The Sydney to Hobart Yacht Race 2018

Today I made my second trip to Hobart to see the yachts that had completed the race. On Friday when I was there only the four super maxi’s had arrived so I knew I would have to do a second trip. The last yachts arrived this morning, New Year’s Eve, apart from half a dozen who had retired for mechanical reasons during the race.

The Line Honours winner this year was once again “Wild Oats XI” who survived not only a very tight battle with the other three super maxi’s but a protest after the finish. Never a dull moment with Wild Oats XI.

Sydney Hobart Line Honours Race Winner 2018

She was followed in by “Black Jack”, “Commanche” and “Infotrack”.

Handicap winner was “Alive” who was the fifth yacht over the line. “Alive” is a Tasmanian owned yacht, one of three Tasmanian yachts who started the race.

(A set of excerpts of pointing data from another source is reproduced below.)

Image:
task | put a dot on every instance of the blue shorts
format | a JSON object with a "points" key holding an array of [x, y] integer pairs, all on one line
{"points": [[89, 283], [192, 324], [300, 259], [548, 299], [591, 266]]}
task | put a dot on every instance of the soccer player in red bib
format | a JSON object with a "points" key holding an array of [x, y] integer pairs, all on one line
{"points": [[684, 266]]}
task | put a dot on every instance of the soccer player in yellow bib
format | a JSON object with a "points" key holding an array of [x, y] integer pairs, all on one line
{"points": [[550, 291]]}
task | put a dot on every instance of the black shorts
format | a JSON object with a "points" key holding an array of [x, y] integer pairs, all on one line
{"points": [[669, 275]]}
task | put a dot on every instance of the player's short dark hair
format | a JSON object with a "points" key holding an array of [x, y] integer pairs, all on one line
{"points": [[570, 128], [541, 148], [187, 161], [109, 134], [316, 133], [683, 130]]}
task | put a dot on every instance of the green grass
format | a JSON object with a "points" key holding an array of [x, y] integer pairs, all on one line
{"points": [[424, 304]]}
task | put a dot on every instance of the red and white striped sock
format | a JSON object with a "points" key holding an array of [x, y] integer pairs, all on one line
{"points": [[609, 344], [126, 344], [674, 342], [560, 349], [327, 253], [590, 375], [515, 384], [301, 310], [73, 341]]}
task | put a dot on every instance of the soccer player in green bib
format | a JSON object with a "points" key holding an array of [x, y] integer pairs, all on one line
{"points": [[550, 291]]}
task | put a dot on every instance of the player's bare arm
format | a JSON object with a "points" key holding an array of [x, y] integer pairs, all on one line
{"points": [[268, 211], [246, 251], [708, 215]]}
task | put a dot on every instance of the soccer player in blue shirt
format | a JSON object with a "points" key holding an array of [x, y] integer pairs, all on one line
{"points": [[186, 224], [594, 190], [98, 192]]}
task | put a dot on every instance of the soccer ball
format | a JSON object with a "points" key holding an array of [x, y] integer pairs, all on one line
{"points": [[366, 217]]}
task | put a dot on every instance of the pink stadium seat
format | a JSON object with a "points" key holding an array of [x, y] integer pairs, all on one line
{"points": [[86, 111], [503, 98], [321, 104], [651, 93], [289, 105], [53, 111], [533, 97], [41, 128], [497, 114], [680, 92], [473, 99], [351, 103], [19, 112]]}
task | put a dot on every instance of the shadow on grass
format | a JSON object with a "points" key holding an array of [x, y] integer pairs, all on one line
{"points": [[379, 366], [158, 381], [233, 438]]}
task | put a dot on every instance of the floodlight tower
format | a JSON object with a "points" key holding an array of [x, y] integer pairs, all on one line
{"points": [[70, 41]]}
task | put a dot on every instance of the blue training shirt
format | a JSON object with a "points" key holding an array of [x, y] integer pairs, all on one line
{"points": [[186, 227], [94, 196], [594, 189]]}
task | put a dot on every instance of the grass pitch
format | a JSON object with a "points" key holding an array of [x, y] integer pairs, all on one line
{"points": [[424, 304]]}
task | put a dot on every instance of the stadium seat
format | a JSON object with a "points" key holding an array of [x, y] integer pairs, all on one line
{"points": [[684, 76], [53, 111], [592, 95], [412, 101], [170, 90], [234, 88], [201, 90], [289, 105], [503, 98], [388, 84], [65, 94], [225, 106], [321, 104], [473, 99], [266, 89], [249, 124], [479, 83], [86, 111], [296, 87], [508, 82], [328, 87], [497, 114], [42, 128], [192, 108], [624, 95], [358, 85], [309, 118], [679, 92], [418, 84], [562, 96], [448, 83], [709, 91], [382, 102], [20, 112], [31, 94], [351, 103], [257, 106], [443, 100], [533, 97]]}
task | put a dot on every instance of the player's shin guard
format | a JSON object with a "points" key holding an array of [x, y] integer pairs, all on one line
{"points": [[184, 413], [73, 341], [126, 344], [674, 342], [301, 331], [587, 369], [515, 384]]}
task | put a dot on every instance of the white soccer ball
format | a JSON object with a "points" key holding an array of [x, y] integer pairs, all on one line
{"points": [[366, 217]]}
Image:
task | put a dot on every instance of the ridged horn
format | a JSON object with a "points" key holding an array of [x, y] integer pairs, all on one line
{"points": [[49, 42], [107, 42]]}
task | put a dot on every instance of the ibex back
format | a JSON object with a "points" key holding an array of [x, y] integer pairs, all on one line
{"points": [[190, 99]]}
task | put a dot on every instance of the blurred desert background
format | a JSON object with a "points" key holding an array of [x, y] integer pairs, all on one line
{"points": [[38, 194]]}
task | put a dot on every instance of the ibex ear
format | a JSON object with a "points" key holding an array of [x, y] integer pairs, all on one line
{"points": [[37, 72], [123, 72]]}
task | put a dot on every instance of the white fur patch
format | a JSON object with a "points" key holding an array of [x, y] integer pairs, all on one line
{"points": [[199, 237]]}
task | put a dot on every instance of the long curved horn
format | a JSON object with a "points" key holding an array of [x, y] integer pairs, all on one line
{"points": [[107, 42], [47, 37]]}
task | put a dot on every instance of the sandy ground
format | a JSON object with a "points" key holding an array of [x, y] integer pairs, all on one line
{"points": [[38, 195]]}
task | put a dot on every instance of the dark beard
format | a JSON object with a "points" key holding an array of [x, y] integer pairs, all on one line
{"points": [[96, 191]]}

Unfortunately, this was one of the yachts I was not able to find.

As everyone had arrived by the time I got to the wharf this morning there was not so much frantic activity. Some crews were doing maintenance or packing up gear for the return journey, others were entertaining friends on board their yachts. Other yachts were empty and sitting quietly waiting for the return trip. There were a few empty spaces so I supposed that some of those yachts might have been out sailing as there are a few local races on the Derwent or they might even have left for the return trip although most competitors like to celebrate the New Year in Hobart. I did not spot “Wild Oats XI” today, so if she was not out on the Derwent she had probably left for her next race. You don’t often see her after the official presentation.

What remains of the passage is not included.